Salary caps per side (2021–2026)
| Year | Men's salary cap | Women's salary cap | Notes & references |
|---|---|---|---|
| 2021 | £800,000 | £120,000 |  |
| 2022 | £1,000,000 | £250,000 |  |
| 2023 | £1,000,000 | £250,000 |  |
| 2024 | £1,000,000 | £350,000 |  |
| 2025 | £1,403,000 | £430,000 |  |
| 2026 | £2,050,000 | £880,000 |  |

==Reaction==
The decision to create an entirely new format of cricket, with teams based in just seven major cities, has split opinion amongst cricket fans. England's test captain at the time, Joe Root, welcomed the ECB's plans, believing it would attract a completely new audience to the game. ODI and T20 captain Eoin Morgan expressed a similar opinion. Former T20 captain Stuart Broad was hugely optimistic about the new format. Michael Vaughan echoed Broad's comments, believing that it would be an appealing concept to broadcasters, and Michael Atherton stated that while a T20 match is rarely completed in a three-hour window, this can be achieved with The Hundred.

However, former MCC chief Keith Bradshaw said he hoped the 100-ball tournament would not be "innovation for innovation's sake", and voiced his concern that the new format would mean that the ECB could not exploit the T20 boom. The England and Wales Professional Cricketers' Association announced that overall players were "open-minded" about the tournament. Former Indian captain Virat Kohli cited concerns about the commercialisation and was not entirely in favour of the new version.

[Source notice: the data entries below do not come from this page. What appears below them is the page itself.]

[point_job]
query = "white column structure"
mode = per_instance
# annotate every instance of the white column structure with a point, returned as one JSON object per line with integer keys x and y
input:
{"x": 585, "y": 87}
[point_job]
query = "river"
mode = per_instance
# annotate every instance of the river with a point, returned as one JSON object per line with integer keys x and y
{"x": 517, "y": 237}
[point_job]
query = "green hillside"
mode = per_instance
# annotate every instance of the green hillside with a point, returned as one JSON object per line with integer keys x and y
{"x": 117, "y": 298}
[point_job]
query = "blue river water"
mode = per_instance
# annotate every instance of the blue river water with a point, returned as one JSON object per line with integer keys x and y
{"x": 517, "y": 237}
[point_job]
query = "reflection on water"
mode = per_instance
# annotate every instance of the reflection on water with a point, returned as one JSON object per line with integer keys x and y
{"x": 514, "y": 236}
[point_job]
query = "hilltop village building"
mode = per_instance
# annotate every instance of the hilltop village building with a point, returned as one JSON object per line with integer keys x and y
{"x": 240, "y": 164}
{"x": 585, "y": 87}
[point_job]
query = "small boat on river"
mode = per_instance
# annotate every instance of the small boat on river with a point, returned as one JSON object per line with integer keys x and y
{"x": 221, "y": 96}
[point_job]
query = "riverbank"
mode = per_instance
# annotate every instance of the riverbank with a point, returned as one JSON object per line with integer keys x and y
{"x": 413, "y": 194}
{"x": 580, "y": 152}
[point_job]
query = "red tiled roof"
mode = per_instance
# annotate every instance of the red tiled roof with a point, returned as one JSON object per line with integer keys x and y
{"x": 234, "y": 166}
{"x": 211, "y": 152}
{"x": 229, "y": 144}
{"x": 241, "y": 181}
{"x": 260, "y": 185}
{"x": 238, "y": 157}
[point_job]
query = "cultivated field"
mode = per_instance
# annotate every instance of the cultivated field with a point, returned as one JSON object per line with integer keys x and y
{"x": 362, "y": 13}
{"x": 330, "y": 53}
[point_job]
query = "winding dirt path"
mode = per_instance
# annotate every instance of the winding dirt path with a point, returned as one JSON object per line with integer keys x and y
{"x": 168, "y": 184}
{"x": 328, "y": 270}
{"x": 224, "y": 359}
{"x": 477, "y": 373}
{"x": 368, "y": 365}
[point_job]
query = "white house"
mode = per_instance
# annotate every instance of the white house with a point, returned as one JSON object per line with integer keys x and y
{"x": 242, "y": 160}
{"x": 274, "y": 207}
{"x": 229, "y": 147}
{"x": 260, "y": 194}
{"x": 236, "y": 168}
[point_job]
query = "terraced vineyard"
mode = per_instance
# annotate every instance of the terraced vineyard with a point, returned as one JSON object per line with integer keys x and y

After the teams and branding were announced, anti-obesity groups criticised the sponsorship from snack food company KP Snacks. Social media reaction has also been split. During the player draft on 20 October 2019, the Twitter hashtag "#OpposeThe100" began trending, with a vocal section of cricket fans dismayed at the format of the competition, particularly whose home grounds are not among the eight used by city franchises. Women's cricketers have been particularly enthusiastic about the new format and the decision to run both competitions in parallel, with the same prize money, allowing many to turn professional for the first time. At the conclusion of the inaugural season, it was revealed that 55% of tickets were bought by people who had never bought one before, and that several records were set with regards to television viewing and match attendance figures. Former England women's captain Charlotte Edwards said that the tournament had "single-handedly changed women's cricket in this country". At the conclusion of the second season, it was announced that ticket sales had remained relatively stable at 500,000 but that viewing figures from broadcast had dropped from just over 16 million to 14 million.